Justice Brown, finding a question of fact regarding the policy’s “other insurance” provision, declined to determine the advisory question of whether the loss fell within the computer fraud rider. The insurer was instead successful on the motion in converting the application to an action.
Dentons and the Cyber Coverage Case Law
Although the Court made no coverage determination in Dentons, a trio of recent decisions demonstrates that Courts are willing to strictly interpret narrow cyber coverage provisions.
The first, Apache Corporation v. Great American Insurance Company (“Apache”), is an American decision wherein the United States Court of Appeals, Fifth Circuit, interpreted a very similar computer fraud provision. In Apache, an employee was tricked into transferring millions of dollars to a fraudulent account. Apache made a claim against its computer fraud coverage contained in its crime policy. The insurer denied coverage, essentially arguing that a computer was not integral to the fraudulent scheme. The Court sided with the insurer, ruling that the use of a computer to send an email was incidental to the scheme, and allowing the mere use of email to trigger a computer fraud coverage would convert the provision into general fraud coverage. This rationale, if applied in to the facts in Dentons, would likely result in a denial of coverage.
The next case, though not directly on point, is The Brick Warehouse LP v. Chubb Insurance Company of Canada (“The Brick”). This Alberta decision concerns the scope of a funds transfer fraud provision (as opposed to a computer fraud provision). A Brick employee fell victim to a fraudster impersonating an existing Brick business affiliate. Over email, the Brick employee was tricked into knowingly transferring funds to the fraudster’s bank account. The insurer denied coverage because the funds transfer provision required that the transfer be without consent. The Court upheld the denial of coverage because the actual transfer of funds occurred with consent. The Court noted that informed consent may have been absent, but it held that the policy did not require it.

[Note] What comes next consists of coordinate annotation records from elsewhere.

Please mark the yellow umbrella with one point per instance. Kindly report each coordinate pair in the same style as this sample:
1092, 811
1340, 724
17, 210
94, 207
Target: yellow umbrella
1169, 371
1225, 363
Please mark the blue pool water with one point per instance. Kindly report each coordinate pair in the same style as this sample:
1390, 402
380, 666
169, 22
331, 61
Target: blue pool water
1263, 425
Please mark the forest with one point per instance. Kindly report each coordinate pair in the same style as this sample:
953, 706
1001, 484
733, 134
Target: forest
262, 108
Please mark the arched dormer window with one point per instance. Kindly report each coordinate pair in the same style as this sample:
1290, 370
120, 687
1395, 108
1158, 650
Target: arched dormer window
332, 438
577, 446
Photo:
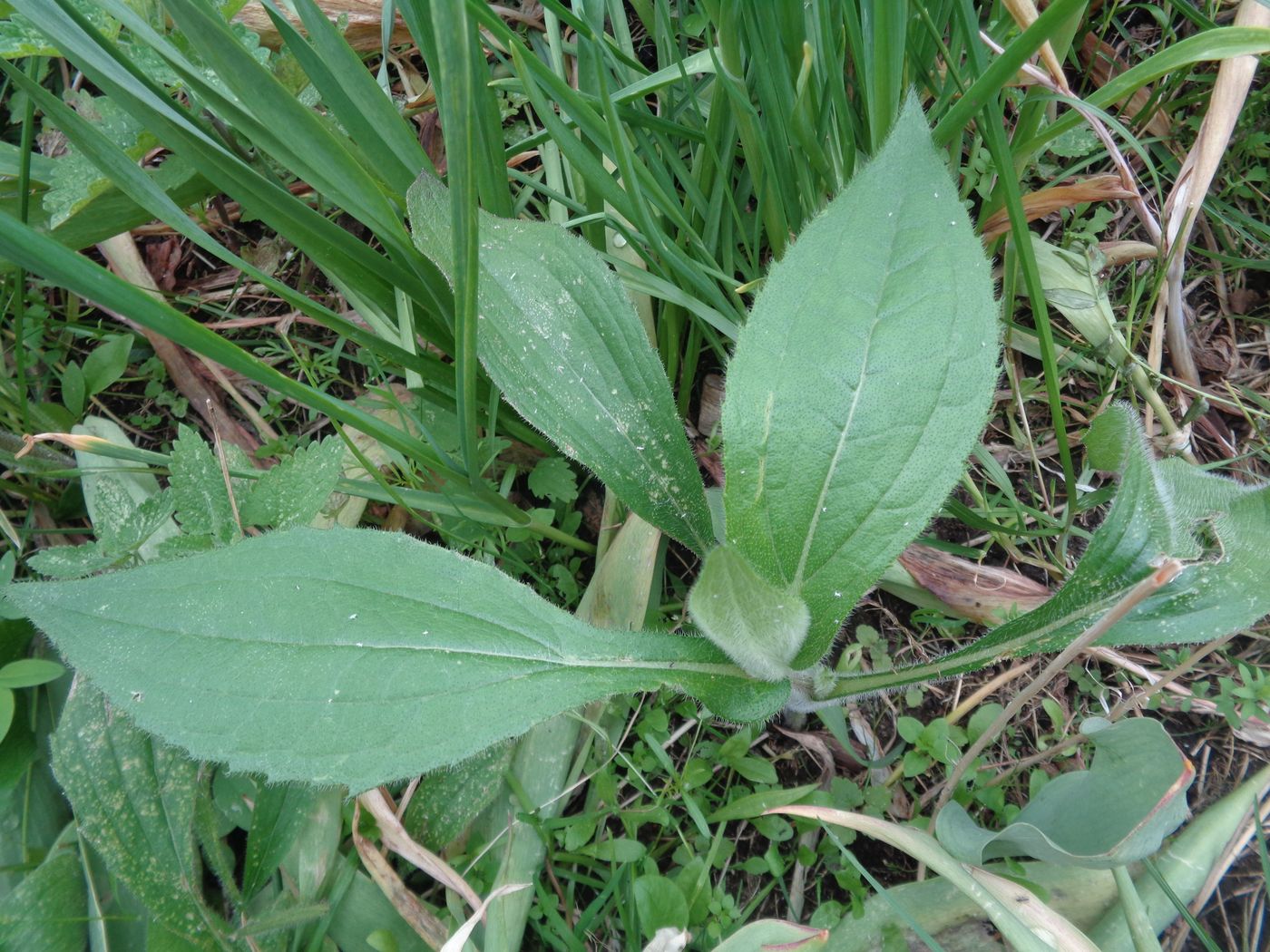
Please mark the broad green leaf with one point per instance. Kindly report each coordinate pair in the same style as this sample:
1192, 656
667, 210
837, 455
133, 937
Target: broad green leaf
281, 810
199, 488
101, 470
562, 340
775, 933
1187, 863
759, 626
1166, 508
1117, 812
133, 801
47, 910
860, 383
618, 598
294, 491
288, 653
72, 561
76, 180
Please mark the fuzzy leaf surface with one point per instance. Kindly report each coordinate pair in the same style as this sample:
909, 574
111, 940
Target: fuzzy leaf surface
353, 656
562, 342
860, 383
759, 626
133, 800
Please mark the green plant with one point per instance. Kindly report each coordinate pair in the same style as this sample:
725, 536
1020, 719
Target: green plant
832, 470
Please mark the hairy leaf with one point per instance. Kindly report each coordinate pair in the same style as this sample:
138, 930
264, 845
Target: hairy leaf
353, 656
1138, 781
294, 491
199, 488
860, 383
759, 626
133, 800
46, 910
562, 342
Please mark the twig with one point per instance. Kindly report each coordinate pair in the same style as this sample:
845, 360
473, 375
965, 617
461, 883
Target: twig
1166, 573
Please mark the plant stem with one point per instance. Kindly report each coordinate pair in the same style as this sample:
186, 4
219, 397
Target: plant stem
1146, 588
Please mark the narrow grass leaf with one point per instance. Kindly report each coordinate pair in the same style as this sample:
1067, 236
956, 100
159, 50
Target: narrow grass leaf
564, 345
279, 814
1164, 510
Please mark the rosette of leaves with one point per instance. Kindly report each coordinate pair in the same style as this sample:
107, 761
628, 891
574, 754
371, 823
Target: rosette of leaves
857, 389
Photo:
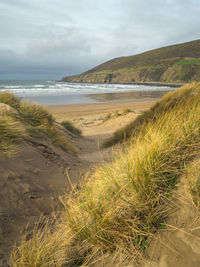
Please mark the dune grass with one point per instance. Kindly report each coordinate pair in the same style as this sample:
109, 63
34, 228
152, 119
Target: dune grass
124, 203
37, 121
70, 127
167, 103
11, 132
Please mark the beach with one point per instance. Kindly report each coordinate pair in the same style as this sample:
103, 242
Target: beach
91, 118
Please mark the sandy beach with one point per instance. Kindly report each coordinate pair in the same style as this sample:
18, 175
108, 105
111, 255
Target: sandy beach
90, 118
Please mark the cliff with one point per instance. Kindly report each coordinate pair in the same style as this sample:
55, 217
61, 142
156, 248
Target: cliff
178, 63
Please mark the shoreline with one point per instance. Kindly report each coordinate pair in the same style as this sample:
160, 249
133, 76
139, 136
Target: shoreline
90, 118
172, 85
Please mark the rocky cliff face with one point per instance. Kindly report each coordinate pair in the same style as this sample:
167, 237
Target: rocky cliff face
171, 74
173, 64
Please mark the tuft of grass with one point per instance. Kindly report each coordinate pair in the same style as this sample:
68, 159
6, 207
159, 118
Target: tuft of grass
126, 111
193, 182
10, 99
46, 247
107, 117
70, 127
124, 203
36, 119
11, 132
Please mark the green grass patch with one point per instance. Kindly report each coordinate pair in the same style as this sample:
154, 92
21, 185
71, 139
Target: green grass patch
187, 62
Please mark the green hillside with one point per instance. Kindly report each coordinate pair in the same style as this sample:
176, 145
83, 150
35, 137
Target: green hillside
178, 63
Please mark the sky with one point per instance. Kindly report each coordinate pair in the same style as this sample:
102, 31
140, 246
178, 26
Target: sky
48, 39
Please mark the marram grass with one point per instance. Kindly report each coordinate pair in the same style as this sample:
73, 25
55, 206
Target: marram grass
37, 121
11, 132
124, 203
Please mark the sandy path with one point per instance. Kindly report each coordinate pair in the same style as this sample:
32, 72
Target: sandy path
90, 119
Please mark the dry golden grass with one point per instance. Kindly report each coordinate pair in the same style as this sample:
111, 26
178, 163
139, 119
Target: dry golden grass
124, 203
167, 103
35, 118
11, 132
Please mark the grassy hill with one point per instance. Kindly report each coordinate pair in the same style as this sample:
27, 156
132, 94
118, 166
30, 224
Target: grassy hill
178, 63
117, 211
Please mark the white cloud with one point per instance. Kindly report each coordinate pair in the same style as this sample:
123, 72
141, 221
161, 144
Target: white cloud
57, 38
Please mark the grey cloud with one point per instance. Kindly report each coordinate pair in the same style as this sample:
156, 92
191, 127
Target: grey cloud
47, 38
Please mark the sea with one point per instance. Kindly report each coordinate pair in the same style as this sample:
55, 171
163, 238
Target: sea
61, 93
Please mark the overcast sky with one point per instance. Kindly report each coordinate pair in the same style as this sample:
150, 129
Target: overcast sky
48, 39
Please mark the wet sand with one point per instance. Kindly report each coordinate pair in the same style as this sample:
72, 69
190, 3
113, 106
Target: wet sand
90, 117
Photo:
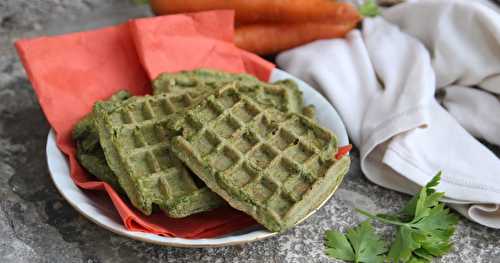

Finally, in the American decision of Medidata Solutions Inc. v. Federal Insurance Company (“Medidata”), the United States Court of Appeals, Second Circuit, considered the scope of both computer fraud and fraudulent funds transfer coverage. The fraudulent scheme in Medidata was slightly more sophisticated than the trickery employed in Dentons, Apache and The Brick. In Medidata, the fraudsters used malicious code to perpetrate a spoofing attack, whereby they manipulated Medidata’s internal email system to impersonate senior leadership at the organization. Once inside the system, they authorized fraudulent funds transfers. Again, the insurer denied coverage, employing arguments similar to those outlined in the cases above. However, the Second Circuit held that coverage was owed under both provisions. Specifically, the Court held that the use of malicious code to manipulate Medidata’s email system was sufficient to trigger the computer fraud provision. Further, in contrast to The Brick rationale, the Court held that consent to the transfer was vitiated because it was fraudulently induced.
Claims handlers should be cognizant of the courts’ willingness to strictly interpret limited scope insurance provisions, and brokers and underwriters should point to this legal landscape to demonstrate the prudence of purchasing comprehensive cyber coverage tailored to the types of risk outlined above.